Human Trafficking Prosecutions
In 2021, the Office’s anti-trafficking efforts have resulted in the following prosecutions:
♦ U.S. v. McIllwain – On April 19, 2021, Simone Cherelle McIllwain, 30, of Charlotte pleaded guilty to sex trafficking of a minor. As filed plea documents show, from December 2 to December 19, 2019, McIllwain did knowingly recruit, entice and transport a minor, recklessly disregarded that the minor was under the age of 18 years old, and that the minor would be caused to engage in a commercial sex act. A sentencing date for McIllwain has not been set.
♦ U.S. v. Blair – On July 1, 2021, Dajuan Akeem Blair, 26, of Cornelius pleaded guilty to sex trafficking of a minor. As Blair admitted in court, from December 26 to December 28, 2018, Blair recruited, enticed and transported a minor, having reasonable opportunity to observe the minor was under the age of 18 years old, and knowing that the minor would be caused to engage in a commercial sex act. A sentencing date for Blair has not been set.

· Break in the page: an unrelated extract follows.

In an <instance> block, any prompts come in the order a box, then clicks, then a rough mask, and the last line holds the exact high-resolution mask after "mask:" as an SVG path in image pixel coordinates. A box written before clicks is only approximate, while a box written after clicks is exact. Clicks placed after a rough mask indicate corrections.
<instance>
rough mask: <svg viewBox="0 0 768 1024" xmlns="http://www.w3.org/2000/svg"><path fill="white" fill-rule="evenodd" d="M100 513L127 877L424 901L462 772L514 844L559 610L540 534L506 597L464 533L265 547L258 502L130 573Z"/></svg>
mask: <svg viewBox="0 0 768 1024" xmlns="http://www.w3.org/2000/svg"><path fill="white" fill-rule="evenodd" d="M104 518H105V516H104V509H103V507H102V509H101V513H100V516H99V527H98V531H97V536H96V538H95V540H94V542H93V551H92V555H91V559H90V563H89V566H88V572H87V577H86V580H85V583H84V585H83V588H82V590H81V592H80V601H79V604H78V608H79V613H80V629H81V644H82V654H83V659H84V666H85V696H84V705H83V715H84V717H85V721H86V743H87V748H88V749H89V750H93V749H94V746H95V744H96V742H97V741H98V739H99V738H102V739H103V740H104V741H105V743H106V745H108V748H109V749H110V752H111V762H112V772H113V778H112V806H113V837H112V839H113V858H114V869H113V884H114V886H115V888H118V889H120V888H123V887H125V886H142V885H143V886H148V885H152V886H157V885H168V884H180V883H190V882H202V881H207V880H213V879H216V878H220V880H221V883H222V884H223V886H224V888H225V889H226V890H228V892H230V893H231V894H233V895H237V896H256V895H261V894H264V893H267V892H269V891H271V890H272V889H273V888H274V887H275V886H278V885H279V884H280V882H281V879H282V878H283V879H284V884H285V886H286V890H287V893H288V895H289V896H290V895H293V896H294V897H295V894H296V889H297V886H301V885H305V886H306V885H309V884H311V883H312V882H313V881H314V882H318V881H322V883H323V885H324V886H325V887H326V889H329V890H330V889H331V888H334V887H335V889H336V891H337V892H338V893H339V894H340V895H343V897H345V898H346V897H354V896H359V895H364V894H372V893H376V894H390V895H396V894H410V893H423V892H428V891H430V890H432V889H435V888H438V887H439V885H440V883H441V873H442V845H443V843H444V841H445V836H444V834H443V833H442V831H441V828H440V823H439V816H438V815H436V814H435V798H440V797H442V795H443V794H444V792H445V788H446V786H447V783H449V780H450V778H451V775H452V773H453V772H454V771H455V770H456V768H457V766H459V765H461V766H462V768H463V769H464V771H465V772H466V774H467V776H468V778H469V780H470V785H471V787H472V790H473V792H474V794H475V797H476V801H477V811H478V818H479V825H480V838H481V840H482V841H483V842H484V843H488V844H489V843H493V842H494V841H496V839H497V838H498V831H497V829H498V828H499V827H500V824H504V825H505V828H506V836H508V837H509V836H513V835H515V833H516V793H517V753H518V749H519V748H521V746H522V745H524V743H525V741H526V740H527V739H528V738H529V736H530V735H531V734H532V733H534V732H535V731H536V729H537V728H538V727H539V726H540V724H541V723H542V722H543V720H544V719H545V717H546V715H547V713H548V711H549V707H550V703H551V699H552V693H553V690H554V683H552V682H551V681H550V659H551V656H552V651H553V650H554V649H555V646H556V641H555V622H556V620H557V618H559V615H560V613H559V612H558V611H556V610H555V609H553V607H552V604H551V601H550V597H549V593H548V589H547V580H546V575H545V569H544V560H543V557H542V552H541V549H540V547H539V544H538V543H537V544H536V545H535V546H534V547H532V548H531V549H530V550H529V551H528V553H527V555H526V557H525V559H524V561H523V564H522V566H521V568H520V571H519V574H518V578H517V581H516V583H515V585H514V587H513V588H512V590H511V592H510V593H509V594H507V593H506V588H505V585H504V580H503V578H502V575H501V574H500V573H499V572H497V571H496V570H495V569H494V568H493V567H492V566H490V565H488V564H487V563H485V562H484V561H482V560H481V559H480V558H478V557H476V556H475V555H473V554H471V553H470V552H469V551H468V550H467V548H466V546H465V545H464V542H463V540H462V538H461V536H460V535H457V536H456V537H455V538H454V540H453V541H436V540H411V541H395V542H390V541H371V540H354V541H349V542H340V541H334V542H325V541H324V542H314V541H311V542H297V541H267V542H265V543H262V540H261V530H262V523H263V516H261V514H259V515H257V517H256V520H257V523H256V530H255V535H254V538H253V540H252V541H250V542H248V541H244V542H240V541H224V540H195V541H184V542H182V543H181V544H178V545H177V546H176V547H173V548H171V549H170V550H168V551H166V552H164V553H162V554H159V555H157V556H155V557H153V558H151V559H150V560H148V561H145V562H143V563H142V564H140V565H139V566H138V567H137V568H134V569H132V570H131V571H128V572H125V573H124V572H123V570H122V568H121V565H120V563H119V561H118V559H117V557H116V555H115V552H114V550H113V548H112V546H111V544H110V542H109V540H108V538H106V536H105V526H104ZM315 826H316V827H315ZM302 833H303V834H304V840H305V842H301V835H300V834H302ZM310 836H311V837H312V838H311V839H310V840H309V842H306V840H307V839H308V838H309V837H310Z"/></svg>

♦ U.S. v. Hasty – On October 13, 2021, Milton Antonio Hasty, 31, of Fayetteville pleaded guilty to sex trafficking of a minor. According to court records, from January 22, 2019, through June 5, 2019, Hasty did knowingly recruit, entice and transport a minor, recklessly disregarded that the minor was under the age of 18 years old, and that the minor would be caused to engage in a commercial sex act. A sentencing date for Hasty has not been set.
♦ U.S. v. Luong – On January 8, 2021, a federal jury in Charlotte convicted Thuy Tien Luong, 38, of Charlotte, of forced labor, after finding that the defendant compelled the labor of one of her nail technicians at a salon she owned and operated in Davidson. According to trial evidence, from October 2016 to June 2018, Luong compelled the victim’s labor by, among other things, physically assaulting the victim, threatening to ruin the victim’s reputation with her family, and falsely claiming that the victim owed Luong a fictitious debt. Luong is currently awaiting sentencing.
U.S. Attorney King commended the FBI for their investigative efforts in the prosecutions against McIllwain, Blair and Hasty, and thanked HSI, the Charlotte Mecklenburg Police Department, and the Davidson Police Department for their excellent work in the case against Luong.
The statutory penalties for human trafficking offenses range from a minimum of 10 years to a maximum of life in prison.
“As we continue our fight against all forms of human trafficking, our recent courtroom successes should serve as stark warnings to anyone engaged in this type of repugnant criminal activity: We will find you and hold you accountable to the fullest extent of the law,” said U.S. Attorney King.
If you believe you are the victim of a trafficking situation or may have information about a potential trafficking situation, call the National Human Trafficking Resource Center (NHTRC) at 1-888-373-7888. NHTRC is a national, toll-free hotline, with specialists available to answer calls from anywhere in the country, 24 hours a day, seven days a week, every day of the year related to potential trafficking victims, suspicious behaviors, and/or locations where trafficking is suspected to occur. You can also text NHTRC at 233733 or submit a tip online.
You can also contact Homeland Security Investigations at 1-866-DHS-2-ICE (1-866-347-2423) or the Charlotte Office of the FBI at 704-672-6100.